A microscopic model beyond mean-field: from giant resonances properties to the fit of new effective interactions

TL;DR

This paper develops a microscopic beyond mean-field model for nuclear systems, addressing limitations of mean-field approaches by incorporating collective and single-particle properties, and proposes steps for refitting Skyrme interactions with these effects.

Contribution

It introduces a microscopic beyond mean-field framework for nuclear models and discusses refitting Skyrme interactions to include beyond mean-field effects.

Findings

Addressed limitations of mean-field models in nuclear physics.

Outlined steps for refitting Skyrme interactions with beyond mean-field contributions.

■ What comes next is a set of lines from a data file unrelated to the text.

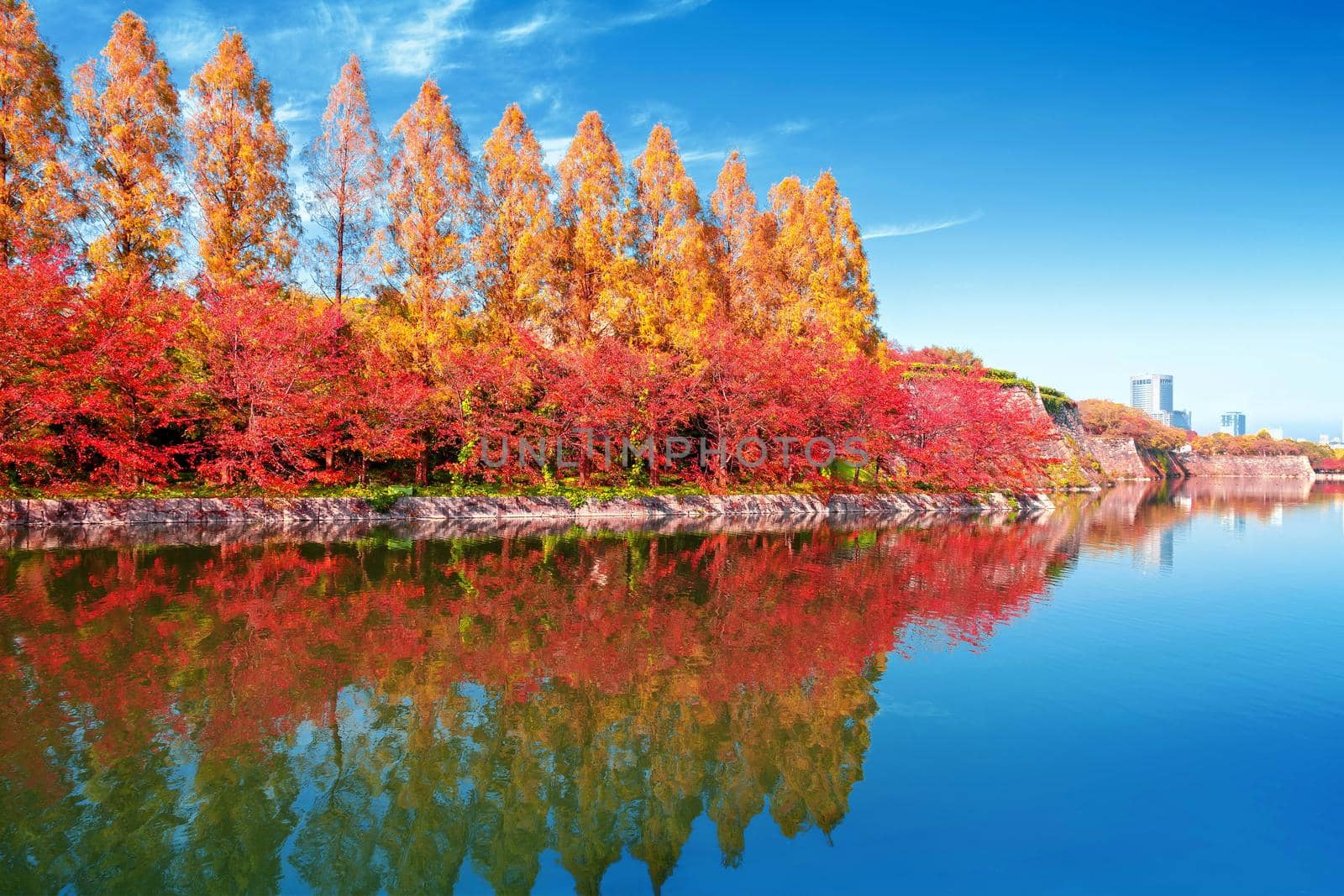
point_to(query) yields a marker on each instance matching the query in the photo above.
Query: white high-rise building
(1155, 396)
(1151, 392)
(1234, 423)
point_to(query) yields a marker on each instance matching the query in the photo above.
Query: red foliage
(273, 369)
(965, 432)
(612, 392)
(89, 378)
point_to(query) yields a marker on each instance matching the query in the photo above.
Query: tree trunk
(423, 466)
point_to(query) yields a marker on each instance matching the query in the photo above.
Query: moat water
(1142, 692)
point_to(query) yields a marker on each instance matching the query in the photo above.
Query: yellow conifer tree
(595, 235)
(432, 204)
(239, 170)
(37, 196)
(344, 183)
(132, 140)
(822, 261)
(675, 295)
(515, 253)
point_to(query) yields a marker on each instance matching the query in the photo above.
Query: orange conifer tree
(595, 234)
(132, 145)
(822, 259)
(432, 204)
(674, 296)
(239, 170)
(514, 253)
(37, 197)
(344, 175)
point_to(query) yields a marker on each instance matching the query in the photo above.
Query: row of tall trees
(454, 298)
(632, 253)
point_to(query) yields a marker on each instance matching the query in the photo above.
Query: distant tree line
(170, 318)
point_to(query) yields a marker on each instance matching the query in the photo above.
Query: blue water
(1140, 694)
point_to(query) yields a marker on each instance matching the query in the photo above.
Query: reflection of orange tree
(456, 701)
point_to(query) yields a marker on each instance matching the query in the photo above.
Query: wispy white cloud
(746, 148)
(190, 38)
(554, 148)
(297, 109)
(414, 49)
(652, 13)
(920, 228)
(524, 31)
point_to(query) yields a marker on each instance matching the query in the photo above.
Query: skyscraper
(1155, 396)
(1151, 392)
(1234, 423)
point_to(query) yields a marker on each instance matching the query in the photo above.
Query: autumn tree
(823, 262)
(272, 369)
(37, 199)
(745, 250)
(514, 253)
(595, 234)
(344, 183)
(131, 148)
(239, 170)
(432, 204)
(674, 295)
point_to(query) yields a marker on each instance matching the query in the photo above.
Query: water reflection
(382, 710)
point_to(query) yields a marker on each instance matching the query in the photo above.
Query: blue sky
(1077, 191)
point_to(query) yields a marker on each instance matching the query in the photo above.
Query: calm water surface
(1142, 692)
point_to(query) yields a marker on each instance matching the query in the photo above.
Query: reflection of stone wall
(55, 512)
(1120, 458)
(1288, 466)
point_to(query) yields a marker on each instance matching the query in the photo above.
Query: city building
(1153, 394)
(1234, 423)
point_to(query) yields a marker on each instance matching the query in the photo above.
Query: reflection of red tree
(245, 641)
(627, 683)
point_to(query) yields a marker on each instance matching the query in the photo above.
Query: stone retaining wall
(1120, 458)
(69, 512)
(1287, 466)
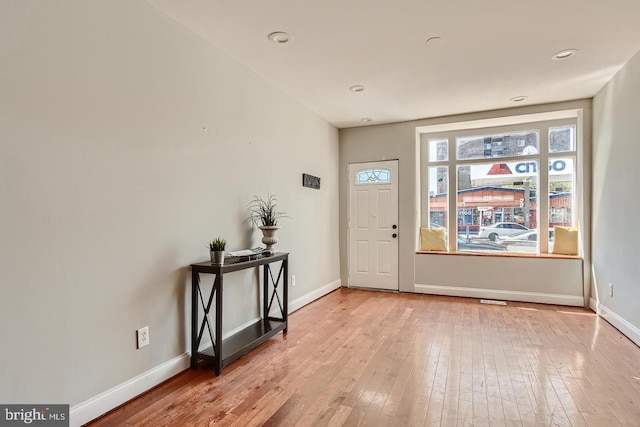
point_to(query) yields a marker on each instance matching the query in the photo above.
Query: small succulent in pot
(216, 248)
(218, 244)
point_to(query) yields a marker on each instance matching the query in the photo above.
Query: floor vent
(493, 302)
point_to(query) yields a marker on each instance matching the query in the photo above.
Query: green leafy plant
(217, 244)
(263, 212)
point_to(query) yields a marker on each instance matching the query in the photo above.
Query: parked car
(470, 245)
(501, 229)
(528, 238)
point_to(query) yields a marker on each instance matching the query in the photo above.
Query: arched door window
(373, 176)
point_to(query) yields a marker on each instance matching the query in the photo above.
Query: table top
(238, 263)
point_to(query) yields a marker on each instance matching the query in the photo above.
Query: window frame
(544, 156)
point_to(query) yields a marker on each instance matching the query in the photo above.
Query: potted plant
(264, 214)
(216, 249)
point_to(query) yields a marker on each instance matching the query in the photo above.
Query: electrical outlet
(143, 336)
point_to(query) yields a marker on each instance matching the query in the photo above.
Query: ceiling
(490, 51)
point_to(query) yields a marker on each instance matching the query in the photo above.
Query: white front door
(373, 225)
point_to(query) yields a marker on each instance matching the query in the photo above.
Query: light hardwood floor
(364, 358)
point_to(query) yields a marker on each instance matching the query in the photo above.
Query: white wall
(616, 201)
(398, 141)
(110, 188)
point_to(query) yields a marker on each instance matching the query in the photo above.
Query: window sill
(500, 255)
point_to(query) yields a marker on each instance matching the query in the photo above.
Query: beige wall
(616, 233)
(398, 141)
(110, 188)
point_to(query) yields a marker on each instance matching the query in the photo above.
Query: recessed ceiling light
(280, 37)
(563, 54)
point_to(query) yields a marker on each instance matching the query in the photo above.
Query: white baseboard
(498, 294)
(617, 321)
(92, 408)
(298, 303)
(104, 402)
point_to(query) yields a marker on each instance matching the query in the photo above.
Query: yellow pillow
(433, 239)
(565, 240)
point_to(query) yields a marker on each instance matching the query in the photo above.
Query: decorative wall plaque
(310, 181)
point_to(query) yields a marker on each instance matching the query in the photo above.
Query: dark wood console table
(223, 352)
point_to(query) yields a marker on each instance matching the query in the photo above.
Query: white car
(501, 229)
(528, 238)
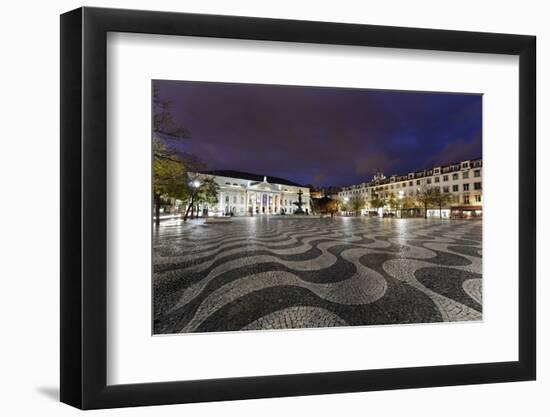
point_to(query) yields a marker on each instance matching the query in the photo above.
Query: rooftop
(252, 177)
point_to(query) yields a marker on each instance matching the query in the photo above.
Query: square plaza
(280, 272)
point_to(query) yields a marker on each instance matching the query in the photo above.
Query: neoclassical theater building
(246, 194)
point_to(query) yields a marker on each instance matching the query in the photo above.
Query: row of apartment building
(463, 180)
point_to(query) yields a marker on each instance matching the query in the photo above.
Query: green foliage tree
(200, 189)
(172, 167)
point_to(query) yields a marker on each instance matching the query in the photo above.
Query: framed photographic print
(257, 208)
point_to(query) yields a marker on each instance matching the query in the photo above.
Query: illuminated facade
(462, 180)
(245, 194)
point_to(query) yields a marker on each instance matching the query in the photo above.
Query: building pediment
(264, 186)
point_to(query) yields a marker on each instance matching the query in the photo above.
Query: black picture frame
(84, 207)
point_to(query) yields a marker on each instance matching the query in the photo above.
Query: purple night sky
(323, 136)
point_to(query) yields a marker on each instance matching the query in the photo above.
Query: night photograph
(288, 207)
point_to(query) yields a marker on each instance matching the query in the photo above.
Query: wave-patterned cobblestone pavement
(283, 272)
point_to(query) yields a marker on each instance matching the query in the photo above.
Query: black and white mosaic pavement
(283, 272)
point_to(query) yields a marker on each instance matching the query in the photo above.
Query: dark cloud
(323, 136)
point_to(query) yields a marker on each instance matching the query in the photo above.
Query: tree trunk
(191, 204)
(156, 197)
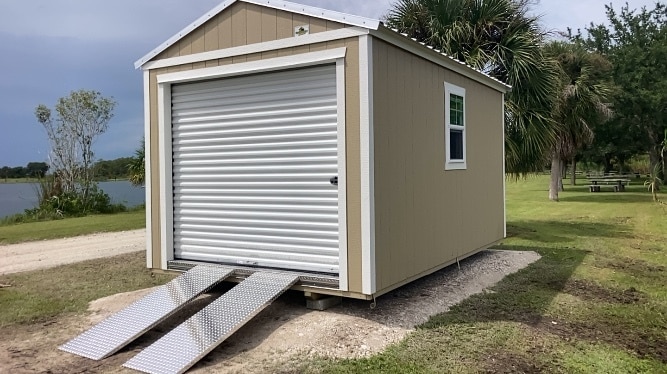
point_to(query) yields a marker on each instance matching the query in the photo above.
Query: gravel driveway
(284, 330)
(49, 253)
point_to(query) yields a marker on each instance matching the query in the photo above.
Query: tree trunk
(556, 181)
(563, 174)
(654, 160)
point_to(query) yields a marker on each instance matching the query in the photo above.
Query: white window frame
(455, 164)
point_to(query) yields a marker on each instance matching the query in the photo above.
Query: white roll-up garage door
(253, 162)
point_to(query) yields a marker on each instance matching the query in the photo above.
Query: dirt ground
(282, 332)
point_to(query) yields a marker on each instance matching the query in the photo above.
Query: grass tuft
(23, 232)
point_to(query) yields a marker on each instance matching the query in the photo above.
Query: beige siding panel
(243, 24)
(225, 29)
(284, 25)
(269, 24)
(239, 24)
(254, 24)
(185, 46)
(426, 216)
(199, 40)
(211, 34)
(224, 22)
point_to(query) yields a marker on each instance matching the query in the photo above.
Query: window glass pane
(455, 144)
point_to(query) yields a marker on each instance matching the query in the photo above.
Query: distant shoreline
(36, 180)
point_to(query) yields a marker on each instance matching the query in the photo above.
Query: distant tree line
(32, 170)
(102, 170)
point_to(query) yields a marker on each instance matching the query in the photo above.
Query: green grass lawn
(22, 232)
(595, 303)
(40, 295)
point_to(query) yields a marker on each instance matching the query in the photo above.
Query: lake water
(16, 197)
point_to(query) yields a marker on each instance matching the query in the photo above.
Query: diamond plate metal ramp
(112, 334)
(181, 348)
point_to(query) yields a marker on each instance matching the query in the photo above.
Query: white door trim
(368, 271)
(166, 187)
(272, 64)
(147, 168)
(165, 82)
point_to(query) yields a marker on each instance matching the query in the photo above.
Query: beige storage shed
(291, 138)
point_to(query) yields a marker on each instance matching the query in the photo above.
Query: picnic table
(618, 184)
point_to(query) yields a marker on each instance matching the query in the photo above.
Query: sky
(51, 48)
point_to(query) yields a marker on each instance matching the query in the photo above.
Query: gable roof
(375, 27)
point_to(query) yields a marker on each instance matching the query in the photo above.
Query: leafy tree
(80, 118)
(582, 94)
(37, 169)
(112, 169)
(636, 44)
(501, 39)
(136, 166)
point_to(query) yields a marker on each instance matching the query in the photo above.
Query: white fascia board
(344, 18)
(422, 50)
(295, 61)
(329, 15)
(273, 45)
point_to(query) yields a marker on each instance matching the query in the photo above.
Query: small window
(455, 127)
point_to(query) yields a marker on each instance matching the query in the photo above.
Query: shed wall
(244, 24)
(426, 217)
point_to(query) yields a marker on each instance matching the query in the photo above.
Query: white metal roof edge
(330, 15)
(430, 53)
(391, 35)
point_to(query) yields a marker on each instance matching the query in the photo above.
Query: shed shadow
(608, 197)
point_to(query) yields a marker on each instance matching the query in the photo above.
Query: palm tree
(499, 38)
(136, 167)
(583, 90)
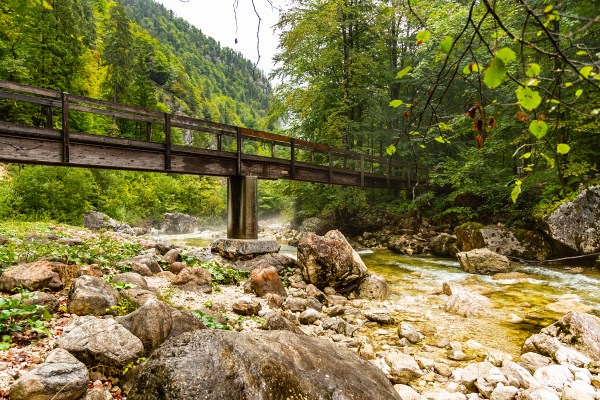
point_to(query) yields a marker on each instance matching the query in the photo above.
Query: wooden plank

Discussed divergence issues with zero-range interactions in this context.

Abstract

A completely microscopic beyond mean-field approach has been elaborated to overcome some intrinsic limitations of self-consistent mean-field schemes applied to nuclear systems, such as the incapability to produce some properties of single-particle states (e.g. spectroscopic factors), as well as of collective states (e.g. their damping width and their gamma decay to the ground state or to low lying states). Since commonly used effective interactions are fitted at the mean-field level, one should aim at refitting them including the desired beyond mean-field contributions in the refitting procedure. If zero-range interactions are used, divergences arise. We present some steps towards the refitting of Skyrme interactions, for its application in finite nuclei.